Very little is said in Scripture about the Father's house, save what we find in John 14. One is never weary of those verses, because they tell of the personal love of the Lord Jesus to His Church; but locality is not defined, nor the thought of heaven introduced as meaning any particular locality. Jesus lifts up His eyes to heaven. Many found their ideas of heaven on some early association in their mind of a place of glory beyond the clouds, and connect it with all that the word of God has made familiar to them. Breaking down all this, would leave them with this blessed thought of the Son upon the Father's throne, and the Father setting them there together with Him.
Whenever my faith goes up there, what does it find realized? The thought of One there who was once in all my circumstances of sorrow down here; the thought of home up there with Him. Oh, what a warm happy feeling the heart experiences at that thought-not the circumstances of that home, but the being there with Him. A man's heart is in his home, not because of its circumstances, but because the object of his affection is there. The same with regard to heaven; I find uncommonly little of detail as to circumstances there, but I find unfading reality in one or two simple verses: for instance this, " If ye loved me ye would rejoice, because I go to my Father." What a volume in that! Christ wanting us to enter into the joy of His heart at the thought of the Father's home, saying, " I want to share with you this thought of my joy; I want you to rejoice with me, because in a little while I shall be with my Father; and not only that, but you also shall soon be there with me." If we could see all the glory of heaven, it would be poor in comparison with the thought of seeing that Son sitting on the throne of His Father, and ourselves seated together with Him in those heavenly places. What perfect rest of heart there is in that expression, " made us to sit together in the heavenly places," thus bringing us into the blessed taste of the glory He has got!

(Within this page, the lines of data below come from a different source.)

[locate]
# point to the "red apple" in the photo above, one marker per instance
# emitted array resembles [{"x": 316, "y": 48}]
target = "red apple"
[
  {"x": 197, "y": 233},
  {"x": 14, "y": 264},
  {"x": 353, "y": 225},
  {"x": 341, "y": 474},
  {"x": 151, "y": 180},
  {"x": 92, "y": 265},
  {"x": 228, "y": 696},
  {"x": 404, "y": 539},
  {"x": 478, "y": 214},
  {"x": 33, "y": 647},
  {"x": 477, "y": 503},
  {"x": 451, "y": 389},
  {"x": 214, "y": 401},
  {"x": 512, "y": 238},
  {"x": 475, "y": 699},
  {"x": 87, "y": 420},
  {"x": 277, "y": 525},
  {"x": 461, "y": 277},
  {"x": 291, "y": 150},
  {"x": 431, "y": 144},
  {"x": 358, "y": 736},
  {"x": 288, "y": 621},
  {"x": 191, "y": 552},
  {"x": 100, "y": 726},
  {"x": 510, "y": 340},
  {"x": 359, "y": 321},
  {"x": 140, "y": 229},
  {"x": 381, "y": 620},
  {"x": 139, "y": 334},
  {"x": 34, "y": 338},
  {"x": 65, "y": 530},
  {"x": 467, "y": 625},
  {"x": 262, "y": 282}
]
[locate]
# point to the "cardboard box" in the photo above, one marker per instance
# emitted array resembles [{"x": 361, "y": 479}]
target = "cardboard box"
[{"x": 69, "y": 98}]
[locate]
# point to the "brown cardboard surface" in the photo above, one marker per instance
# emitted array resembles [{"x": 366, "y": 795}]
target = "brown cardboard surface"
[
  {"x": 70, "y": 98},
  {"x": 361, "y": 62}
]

The character of our rest, and our power to walk as risen men, is laid down in Col. 3 When God's eye looks upon you, what does He see? Why, that you are one who has a place up there; and, when His eye rests on Christ, it rests as not expecting to find a blot. How impossible, as the eye of God turns on us, that He should find anything but imperfection! But he turns round to see us hid in Christ, and to meet in those who are hid in Christ, Christ's perfection.